Thursday, October 23, 2008

Rock on! or Thank you so much ladies in the koto group!

Oh Wow.
Things got a lot better in the last, oh, hour and forty-five minutes, mainly because of one little adventure.

Today I left right on time from work and made it down to the weekly koto group meeting at town hall, where I was met by a surprisingly large gathering of smiling, old ladies arranged like shapes according to how their kotos would best fit in the small, little room. After the building manager introduced me, the first question the asked me was, "Did you bring your tsumi?" (Tsumi means "nails" and is the word for the picks you attach to your fingers to play koto.) YES YES!! I DID!! Then, what kind of stuff have you played before? Well, I actually I brought my old music from koto club two years and a half years ago (wow, has it actually been that long?)! I watch with nervous excitement as the group leader looks over Hana Ikada, the other song I learned besides Sakura, Sakura.

I tell them it's been a long time since I've played and their response is to have everybody retune their kotos to a song they've been practicing and have me play along with them! From the start! Stopping calmly and patiently for every part I don't get, which was almost every one, and showing me how to play. Oh my gosh. By the end, I actually starting to get back the feeling of playing the koto.

After, they said they would pick an easier song and let me play with them at the cultural festival next month! What?! Then, I start to pick up bits of conversation about if I could practice at home, who lives near me, what kotos I could use. No, it couldn't be. I dismiss it and try to figure out what they're really talking about. Then, they start gesturing toward a koto standing in the corner of the room. "This one's really old, but could you use it?" the leader asks. What? Uh, yes, it looks awesome! "Okay then, she lives close to you so she'll take it to your house by car and you can meet her when you go back home by bike." .... .... Oh my gosh, thank you so so so so much. There were plenty of sumimasens and arigatou gozaimasus to follow the whole way out the building, loading the koto into the car, and saying goodbye to the super nice old lady as she drive away from my house leaving me with this:












































YES.
YES YES YES!

I am so happy and cannot wait to practice this thing all the time yes yes.

I was just so excited I had to tell you right away. So there you go, my life for the next year.

Oh yeah, also, I just had a revelation! I had starting thinking, and worrying a bit, about how no matter how good you get at a language, the moment you stop using it your ability starts to decrease, and how after a couple of years of not speaking it much you're nowhere near where you used to be and making back to point one. Now, this train of thought may be a bit exaggerated, but in any case, I just realized: koto is my connection to Japanese.
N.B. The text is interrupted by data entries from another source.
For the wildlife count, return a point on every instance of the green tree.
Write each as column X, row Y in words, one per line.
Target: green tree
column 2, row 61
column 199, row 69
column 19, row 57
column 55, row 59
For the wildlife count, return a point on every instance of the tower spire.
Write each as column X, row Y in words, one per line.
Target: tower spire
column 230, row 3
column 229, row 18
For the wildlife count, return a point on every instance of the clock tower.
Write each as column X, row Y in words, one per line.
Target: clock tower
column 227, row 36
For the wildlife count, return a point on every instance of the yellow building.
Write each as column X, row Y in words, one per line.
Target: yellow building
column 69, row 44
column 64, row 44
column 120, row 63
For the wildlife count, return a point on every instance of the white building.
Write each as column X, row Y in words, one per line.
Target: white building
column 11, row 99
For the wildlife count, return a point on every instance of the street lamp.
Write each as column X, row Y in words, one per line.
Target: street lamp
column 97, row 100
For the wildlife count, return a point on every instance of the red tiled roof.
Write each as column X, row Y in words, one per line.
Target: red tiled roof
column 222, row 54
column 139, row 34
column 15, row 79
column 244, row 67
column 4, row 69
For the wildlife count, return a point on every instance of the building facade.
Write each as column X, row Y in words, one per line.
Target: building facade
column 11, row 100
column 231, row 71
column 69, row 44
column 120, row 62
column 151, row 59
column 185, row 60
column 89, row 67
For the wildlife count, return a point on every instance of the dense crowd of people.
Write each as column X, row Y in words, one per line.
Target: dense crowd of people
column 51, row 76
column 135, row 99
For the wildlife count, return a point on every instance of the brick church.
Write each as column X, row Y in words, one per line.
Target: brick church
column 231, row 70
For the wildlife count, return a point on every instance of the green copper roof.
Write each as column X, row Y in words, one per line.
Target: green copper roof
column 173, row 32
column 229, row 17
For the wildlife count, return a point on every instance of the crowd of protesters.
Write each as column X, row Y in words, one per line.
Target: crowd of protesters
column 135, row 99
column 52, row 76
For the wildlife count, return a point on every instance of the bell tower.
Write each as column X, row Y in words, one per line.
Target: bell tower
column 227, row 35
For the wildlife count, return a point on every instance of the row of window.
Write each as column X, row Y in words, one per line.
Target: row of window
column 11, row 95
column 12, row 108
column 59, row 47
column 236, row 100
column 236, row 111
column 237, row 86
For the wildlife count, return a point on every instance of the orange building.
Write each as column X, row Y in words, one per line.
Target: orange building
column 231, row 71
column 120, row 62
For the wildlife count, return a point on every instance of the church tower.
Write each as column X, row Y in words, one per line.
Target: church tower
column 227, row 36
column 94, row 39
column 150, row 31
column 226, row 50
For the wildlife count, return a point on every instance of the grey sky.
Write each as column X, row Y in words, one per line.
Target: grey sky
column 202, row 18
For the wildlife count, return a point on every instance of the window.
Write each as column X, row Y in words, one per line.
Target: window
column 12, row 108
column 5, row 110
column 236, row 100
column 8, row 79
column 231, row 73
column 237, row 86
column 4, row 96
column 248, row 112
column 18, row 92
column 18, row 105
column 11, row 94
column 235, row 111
I had this realization when I thought that I would definitely return to the U.S. with a koto, that it was something I was happy to invest the funds and time into. So that means studying it in the U.S.. I'm also guessing that my sensei would most likely be an old Japanese woman, or Japanese, and while my lessons may be in English, I think there's a pretty good chance they could be in Japanese, as would much of the society around that music. Just a thought, but an inspiring one.

People can be so kind.

I am excited :)

1 comment:

Carol said...

Haha, are you playing koto with a bunch of old ladies? they sound pretty awesome (and nice).